Many people lost their little little children

[The] separation [was the most terrible part of the war], separating parents from their children many times.

Joy Onubogu’s hands. Photo by Chika Oduah

In fact, we came back with one child; one girl. The parents don’t know about her until after the war then they saw that the child is still alive. She has lived with us, that’s when they took the child. That separation was much. I believed that many people in Gabon today are Biafrans because a lot of Biafran children were taken over there. They have no parents to help them. Some of our teachers, too, went to Gabon. They teach children. But I had gotten a job with the National Air Force Corps so I couldn’t go to Gabon to be with them.
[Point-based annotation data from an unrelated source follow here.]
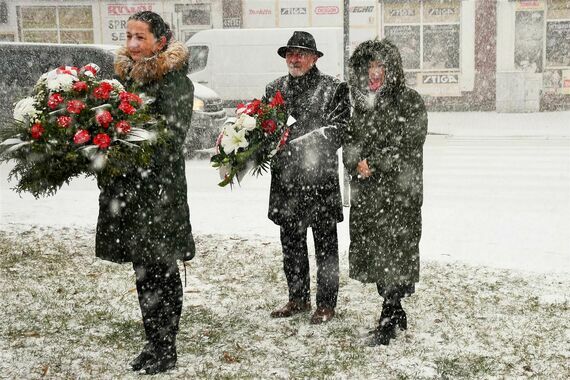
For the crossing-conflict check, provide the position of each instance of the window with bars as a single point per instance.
(56, 24)
(426, 32)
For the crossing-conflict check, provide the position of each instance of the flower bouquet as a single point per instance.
(250, 140)
(75, 124)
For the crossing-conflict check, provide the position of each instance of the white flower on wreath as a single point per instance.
(247, 122)
(60, 82)
(232, 140)
(26, 108)
(117, 86)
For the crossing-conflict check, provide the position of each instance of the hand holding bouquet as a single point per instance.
(75, 124)
(251, 139)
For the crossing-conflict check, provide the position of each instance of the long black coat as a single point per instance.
(304, 175)
(144, 216)
(388, 128)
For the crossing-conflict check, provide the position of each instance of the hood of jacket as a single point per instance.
(375, 50)
(174, 57)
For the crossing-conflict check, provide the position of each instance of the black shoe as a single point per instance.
(147, 354)
(382, 335)
(400, 319)
(392, 317)
(161, 363)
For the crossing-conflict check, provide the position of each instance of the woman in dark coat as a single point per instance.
(144, 216)
(383, 153)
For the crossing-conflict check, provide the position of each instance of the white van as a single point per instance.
(239, 63)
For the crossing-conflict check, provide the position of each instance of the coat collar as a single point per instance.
(175, 57)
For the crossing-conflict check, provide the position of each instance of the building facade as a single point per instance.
(505, 55)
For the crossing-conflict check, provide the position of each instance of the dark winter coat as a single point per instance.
(388, 128)
(144, 216)
(304, 175)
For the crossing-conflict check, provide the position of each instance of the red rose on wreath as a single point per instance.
(284, 138)
(277, 100)
(250, 108)
(91, 69)
(127, 108)
(129, 97)
(37, 131)
(102, 140)
(123, 127)
(81, 137)
(75, 106)
(269, 126)
(55, 100)
(80, 86)
(104, 118)
(64, 121)
(103, 91)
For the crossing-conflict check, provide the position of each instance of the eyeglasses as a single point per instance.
(297, 53)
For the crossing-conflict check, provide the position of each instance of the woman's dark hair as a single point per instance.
(156, 24)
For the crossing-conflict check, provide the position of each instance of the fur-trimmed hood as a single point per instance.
(375, 50)
(175, 57)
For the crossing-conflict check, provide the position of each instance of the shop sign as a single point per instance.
(327, 10)
(362, 9)
(115, 20)
(293, 11)
(127, 10)
(402, 12)
(440, 79)
(260, 12)
(565, 82)
(232, 22)
(439, 84)
(529, 5)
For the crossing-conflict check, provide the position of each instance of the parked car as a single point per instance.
(21, 64)
(238, 63)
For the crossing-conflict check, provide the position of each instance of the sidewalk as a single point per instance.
(493, 124)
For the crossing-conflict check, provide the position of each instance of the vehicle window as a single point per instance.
(198, 58)
(22, 65)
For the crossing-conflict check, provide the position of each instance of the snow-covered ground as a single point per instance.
(497, 193)
(493, 300)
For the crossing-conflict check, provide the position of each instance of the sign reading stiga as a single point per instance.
(440, 79)
(293, 11)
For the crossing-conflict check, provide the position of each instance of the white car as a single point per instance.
(21, 64)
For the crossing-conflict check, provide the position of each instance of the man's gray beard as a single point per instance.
(297, 70)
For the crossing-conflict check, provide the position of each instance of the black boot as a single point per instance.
(392, 317)
(164, 360)
(147, 354)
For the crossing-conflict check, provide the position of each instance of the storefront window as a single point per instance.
(529, 40)
(558, 34)
(58, 24)
(196, 14)
(426, 32)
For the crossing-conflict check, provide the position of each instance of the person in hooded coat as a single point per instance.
(383, 153)
(144, 216)
(305, 190)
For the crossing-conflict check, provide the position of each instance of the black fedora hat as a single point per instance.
(300, 40)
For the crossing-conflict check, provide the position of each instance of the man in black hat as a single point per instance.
(305, 189)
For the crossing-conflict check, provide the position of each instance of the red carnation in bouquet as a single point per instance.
(37, 131)
(81, 137)
(251, 139)
(74, 124)
(75, 106)
(55, 100)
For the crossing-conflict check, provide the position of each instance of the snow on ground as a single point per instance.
(492, 301)
(66, 314)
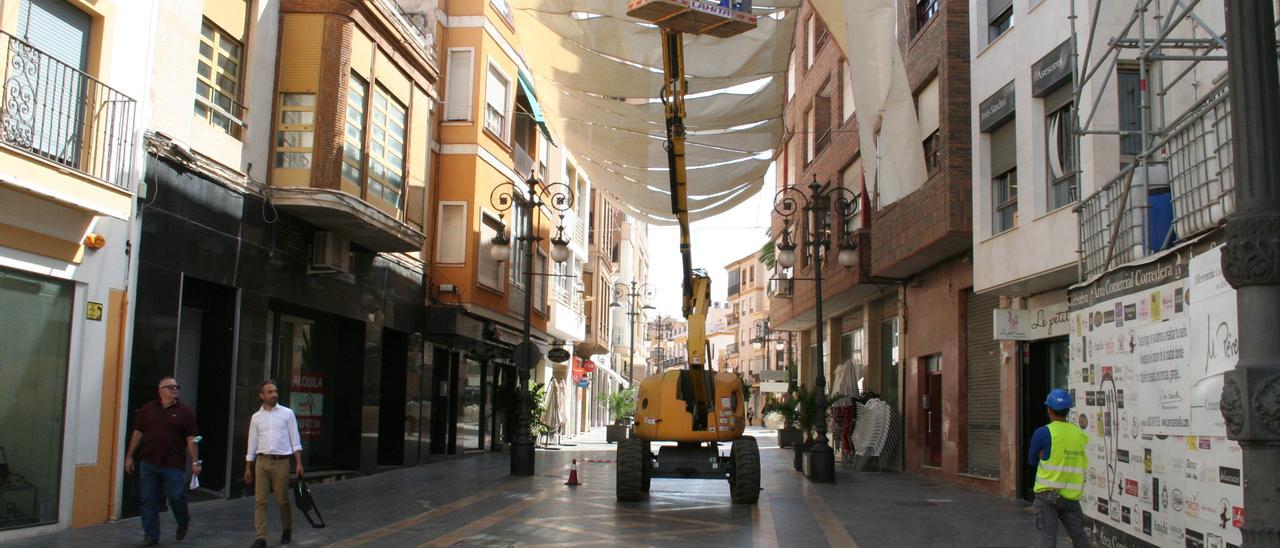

So that separation, when I remember it and when I see as people talk about Gabon. I said that, just the other day, I said to my husband that most of the people there answering Gabon may be our children that went there and settled there and since there are no mothers, no fathers they don’t know where they came from so they are now answering that they are from Gabon but while they are really, they are Biafrans.

The Igbos are not exaggerating the war. There was a lot of massacre. In fact, in filling stations, there were Nigerian planes that come and just pour bomb. In filling stations, it was as bad as that. You will all of a sudden, you will see nothing but dead bodies all over, people that were waiting to take fuel. I don’t think we are exaggerating.

It was a sheer waste of human lives

At least if you look at the pictures all around on Biafran children on kwashiorkor then you will know that actually we suffered. We suffered. We suffered. There is no exaggeration. In fact, I don’t think there is a word to explain the extent of which took place in Biafra or what the Nigerians did to human lives there. It was a sheer waste of human lives.

I am not here to judge whether it’s just – whether he [Chukwuemeka Ojukwu] served – you see I wasn’t there with him. I am not a military person. So, I don’t know.

Do you know that women, pregnant women were sliced open and dead babies?

Joy Onubogu. Photo by Chika Oduah

You cannot be in Biafra and not be a Biafran [at that time]. There is no way you cannot be Biafran. There is no way a group of people can bring back your dead bodies. Do you know that women, pregnant women were sliced open and dead babies? Babies were brought to the railway station as I told you. [I saw that ] with my two naked eyes. We lived close to railway station, that dead bodies – you go to check whether you will see anybody you know to carry. Some heads came back – it’s not – . Have you ever seen that book they call Pogram?

There is one in my parents’ room in those days. I don’t know if I am able to – it’s not exaggeration, it is reality. It’s real.

That is why we are saying that there shouldn’t be another war. Right now when I consider what is happening in Nigeria, I say to myself there shouldn’t be another war. Whatever we are doing should be done peacefully because the war does not favor anybody.